The third contribution addressed a complementary but equally critical dimension: implementation fidelity and cultural adaptation in digital diabetes care. Through a detailed methodological description of a diabetes tele-management program for Hispanic/Latino adults with T2D, this article illustrated how theory-based interventions can be translated into real-world clinical practice. The study emphasized key elements such as culturally congruent communication, therapeutic alliance, shared decision-making, and structured training in technology use.

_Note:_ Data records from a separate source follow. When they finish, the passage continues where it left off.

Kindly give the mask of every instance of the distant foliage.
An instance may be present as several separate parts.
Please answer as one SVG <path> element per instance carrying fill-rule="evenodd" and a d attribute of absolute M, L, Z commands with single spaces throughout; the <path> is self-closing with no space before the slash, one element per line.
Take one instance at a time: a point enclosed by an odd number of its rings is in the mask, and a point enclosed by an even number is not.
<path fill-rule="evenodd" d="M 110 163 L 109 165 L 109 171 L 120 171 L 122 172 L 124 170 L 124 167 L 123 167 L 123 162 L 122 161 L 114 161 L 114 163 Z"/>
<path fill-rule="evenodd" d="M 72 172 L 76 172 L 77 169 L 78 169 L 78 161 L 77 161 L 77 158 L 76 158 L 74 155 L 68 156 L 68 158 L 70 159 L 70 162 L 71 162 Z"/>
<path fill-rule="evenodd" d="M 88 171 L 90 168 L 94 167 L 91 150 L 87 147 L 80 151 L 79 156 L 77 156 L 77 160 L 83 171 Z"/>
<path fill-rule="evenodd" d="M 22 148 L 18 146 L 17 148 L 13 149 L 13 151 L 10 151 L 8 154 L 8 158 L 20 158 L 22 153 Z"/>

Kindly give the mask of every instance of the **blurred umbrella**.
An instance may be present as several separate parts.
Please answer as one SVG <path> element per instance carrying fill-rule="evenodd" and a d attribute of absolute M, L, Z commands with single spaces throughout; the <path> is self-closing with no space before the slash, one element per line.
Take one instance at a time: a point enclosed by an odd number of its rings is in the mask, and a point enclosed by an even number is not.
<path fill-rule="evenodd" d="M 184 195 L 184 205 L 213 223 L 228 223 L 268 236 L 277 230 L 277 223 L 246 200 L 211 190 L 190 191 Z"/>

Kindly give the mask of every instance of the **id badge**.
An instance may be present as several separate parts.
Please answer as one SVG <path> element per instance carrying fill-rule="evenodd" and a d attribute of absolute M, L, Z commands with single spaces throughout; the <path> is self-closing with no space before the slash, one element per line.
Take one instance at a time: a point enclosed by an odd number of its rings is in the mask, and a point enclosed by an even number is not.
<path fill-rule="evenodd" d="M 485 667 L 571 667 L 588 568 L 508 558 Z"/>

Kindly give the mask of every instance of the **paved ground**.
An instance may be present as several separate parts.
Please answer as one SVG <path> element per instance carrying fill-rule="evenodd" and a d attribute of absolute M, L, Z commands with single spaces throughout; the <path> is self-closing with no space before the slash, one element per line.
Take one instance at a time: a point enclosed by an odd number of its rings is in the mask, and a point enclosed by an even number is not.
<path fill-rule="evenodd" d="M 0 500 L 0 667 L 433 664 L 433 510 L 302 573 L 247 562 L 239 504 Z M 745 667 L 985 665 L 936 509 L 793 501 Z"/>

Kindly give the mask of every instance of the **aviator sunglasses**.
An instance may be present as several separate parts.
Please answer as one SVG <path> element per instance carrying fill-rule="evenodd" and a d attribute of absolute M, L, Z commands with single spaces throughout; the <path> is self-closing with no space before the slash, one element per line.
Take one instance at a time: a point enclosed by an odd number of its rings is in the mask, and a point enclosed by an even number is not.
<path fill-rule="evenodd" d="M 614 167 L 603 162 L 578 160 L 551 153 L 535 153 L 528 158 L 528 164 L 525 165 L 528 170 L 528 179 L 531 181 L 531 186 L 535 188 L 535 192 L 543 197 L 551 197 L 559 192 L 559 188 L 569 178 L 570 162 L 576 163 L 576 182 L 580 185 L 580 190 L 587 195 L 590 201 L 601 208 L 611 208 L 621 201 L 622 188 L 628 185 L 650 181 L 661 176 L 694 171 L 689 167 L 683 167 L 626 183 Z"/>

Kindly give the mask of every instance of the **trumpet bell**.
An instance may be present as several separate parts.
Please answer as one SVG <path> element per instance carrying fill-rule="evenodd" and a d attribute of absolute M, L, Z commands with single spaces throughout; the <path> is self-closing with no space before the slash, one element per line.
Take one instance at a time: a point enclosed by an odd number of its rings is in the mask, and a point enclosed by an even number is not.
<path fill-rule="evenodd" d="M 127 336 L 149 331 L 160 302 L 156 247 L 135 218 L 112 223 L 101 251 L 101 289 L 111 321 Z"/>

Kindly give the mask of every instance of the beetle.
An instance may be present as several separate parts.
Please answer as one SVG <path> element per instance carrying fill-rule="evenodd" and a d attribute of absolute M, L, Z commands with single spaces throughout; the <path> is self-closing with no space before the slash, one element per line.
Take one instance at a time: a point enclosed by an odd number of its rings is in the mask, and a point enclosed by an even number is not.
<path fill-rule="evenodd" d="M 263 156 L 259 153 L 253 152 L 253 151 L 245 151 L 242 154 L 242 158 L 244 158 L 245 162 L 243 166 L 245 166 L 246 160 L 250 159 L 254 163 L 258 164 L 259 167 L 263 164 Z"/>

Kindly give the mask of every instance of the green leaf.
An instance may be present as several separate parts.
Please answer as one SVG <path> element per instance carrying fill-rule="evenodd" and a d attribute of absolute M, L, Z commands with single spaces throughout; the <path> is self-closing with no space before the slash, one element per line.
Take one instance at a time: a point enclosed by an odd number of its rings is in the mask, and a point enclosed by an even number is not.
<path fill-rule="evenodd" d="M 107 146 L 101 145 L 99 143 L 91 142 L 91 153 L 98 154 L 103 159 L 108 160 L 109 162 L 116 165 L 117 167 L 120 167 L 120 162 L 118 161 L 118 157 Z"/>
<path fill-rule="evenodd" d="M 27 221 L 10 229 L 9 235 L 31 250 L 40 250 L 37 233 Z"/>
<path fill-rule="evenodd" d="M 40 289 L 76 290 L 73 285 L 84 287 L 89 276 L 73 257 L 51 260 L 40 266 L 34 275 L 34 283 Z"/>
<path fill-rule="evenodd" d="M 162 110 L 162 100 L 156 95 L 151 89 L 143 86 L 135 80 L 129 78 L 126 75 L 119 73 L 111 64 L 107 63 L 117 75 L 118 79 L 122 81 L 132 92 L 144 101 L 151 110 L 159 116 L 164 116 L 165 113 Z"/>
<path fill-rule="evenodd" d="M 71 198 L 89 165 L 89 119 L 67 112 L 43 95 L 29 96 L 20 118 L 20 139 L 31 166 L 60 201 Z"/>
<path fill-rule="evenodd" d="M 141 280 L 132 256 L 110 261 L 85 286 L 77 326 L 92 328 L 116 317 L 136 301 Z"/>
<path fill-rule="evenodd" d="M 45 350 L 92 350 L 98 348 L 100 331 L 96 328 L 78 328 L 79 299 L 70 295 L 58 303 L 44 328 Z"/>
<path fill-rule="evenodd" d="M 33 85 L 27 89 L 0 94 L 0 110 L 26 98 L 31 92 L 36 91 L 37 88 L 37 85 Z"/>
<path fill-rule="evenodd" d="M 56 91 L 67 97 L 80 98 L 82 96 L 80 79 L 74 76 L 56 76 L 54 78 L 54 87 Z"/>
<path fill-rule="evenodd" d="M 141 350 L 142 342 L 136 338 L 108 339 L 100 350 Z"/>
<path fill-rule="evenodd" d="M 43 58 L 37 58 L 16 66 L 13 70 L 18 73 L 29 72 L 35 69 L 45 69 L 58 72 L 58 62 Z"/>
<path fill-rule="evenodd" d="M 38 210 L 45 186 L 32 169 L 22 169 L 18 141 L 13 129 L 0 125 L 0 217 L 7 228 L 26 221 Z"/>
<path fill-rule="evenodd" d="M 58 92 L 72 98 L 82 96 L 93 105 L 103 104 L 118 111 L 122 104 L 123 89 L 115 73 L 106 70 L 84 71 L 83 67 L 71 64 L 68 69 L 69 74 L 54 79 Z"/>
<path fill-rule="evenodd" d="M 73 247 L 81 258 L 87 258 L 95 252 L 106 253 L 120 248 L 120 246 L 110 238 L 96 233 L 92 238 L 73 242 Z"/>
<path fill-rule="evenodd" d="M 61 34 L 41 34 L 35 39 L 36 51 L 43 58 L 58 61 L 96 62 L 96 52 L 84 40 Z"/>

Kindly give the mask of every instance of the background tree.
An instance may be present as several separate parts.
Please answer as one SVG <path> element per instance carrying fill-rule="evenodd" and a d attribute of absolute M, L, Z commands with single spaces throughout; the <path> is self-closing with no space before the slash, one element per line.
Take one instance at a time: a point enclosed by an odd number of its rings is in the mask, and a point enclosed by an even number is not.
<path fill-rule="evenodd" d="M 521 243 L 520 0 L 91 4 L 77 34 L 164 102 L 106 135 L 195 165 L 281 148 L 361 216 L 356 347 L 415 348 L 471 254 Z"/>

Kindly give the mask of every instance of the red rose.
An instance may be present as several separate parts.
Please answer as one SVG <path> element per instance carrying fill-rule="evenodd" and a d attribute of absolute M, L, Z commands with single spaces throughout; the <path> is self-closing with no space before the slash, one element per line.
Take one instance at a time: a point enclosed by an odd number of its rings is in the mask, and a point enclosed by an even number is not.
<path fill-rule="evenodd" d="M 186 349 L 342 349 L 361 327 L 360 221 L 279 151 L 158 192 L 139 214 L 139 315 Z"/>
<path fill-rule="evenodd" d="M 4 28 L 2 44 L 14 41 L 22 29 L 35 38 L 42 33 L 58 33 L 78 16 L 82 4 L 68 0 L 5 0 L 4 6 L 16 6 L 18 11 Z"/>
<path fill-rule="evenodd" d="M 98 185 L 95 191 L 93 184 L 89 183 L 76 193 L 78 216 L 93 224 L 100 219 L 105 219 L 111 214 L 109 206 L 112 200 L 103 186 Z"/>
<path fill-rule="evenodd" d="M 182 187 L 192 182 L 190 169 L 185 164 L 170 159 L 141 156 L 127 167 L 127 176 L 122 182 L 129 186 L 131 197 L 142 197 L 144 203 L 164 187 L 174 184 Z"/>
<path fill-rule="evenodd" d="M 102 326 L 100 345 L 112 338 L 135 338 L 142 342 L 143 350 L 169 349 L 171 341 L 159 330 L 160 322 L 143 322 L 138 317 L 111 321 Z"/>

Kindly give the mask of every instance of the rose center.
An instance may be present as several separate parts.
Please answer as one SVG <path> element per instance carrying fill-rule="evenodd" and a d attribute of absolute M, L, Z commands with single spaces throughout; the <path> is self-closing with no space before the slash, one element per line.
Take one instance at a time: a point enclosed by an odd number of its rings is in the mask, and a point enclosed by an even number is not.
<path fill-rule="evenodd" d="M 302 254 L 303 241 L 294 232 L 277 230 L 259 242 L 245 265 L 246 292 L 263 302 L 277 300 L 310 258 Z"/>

By foregrounding fidelity and contextual sensitivity, this study highlighted that the effectiveness of e-mental health interventions can depend not only on theoretical soundness but also on how interventions are designed, delivered, and sustained in routine care settings.
Taken together, these contributions converge on a central message: at this early stage of the evidence base, the potential value of e-mental health interventions for diabetes appears to lie in the alignment between grounded psychological theory, individuals’ motivation to engage with digital health technologies in ways that are experienced as self-endorsed, meaningful, and supportive of their own health goals, and the quality with which these interventions are implemented in real-world care settings. At the same time, their use should not lead to an exclusive reliance on digital tools or to the replacement of interpersonal and professional sources of care. Rather, e-mental health solutions are most effective when they encourage timely help-seeking and are embedded within broader systems of traditional diabetes care, functioning as complementary resources that enhance, rather than substitute, ongoing clinical support.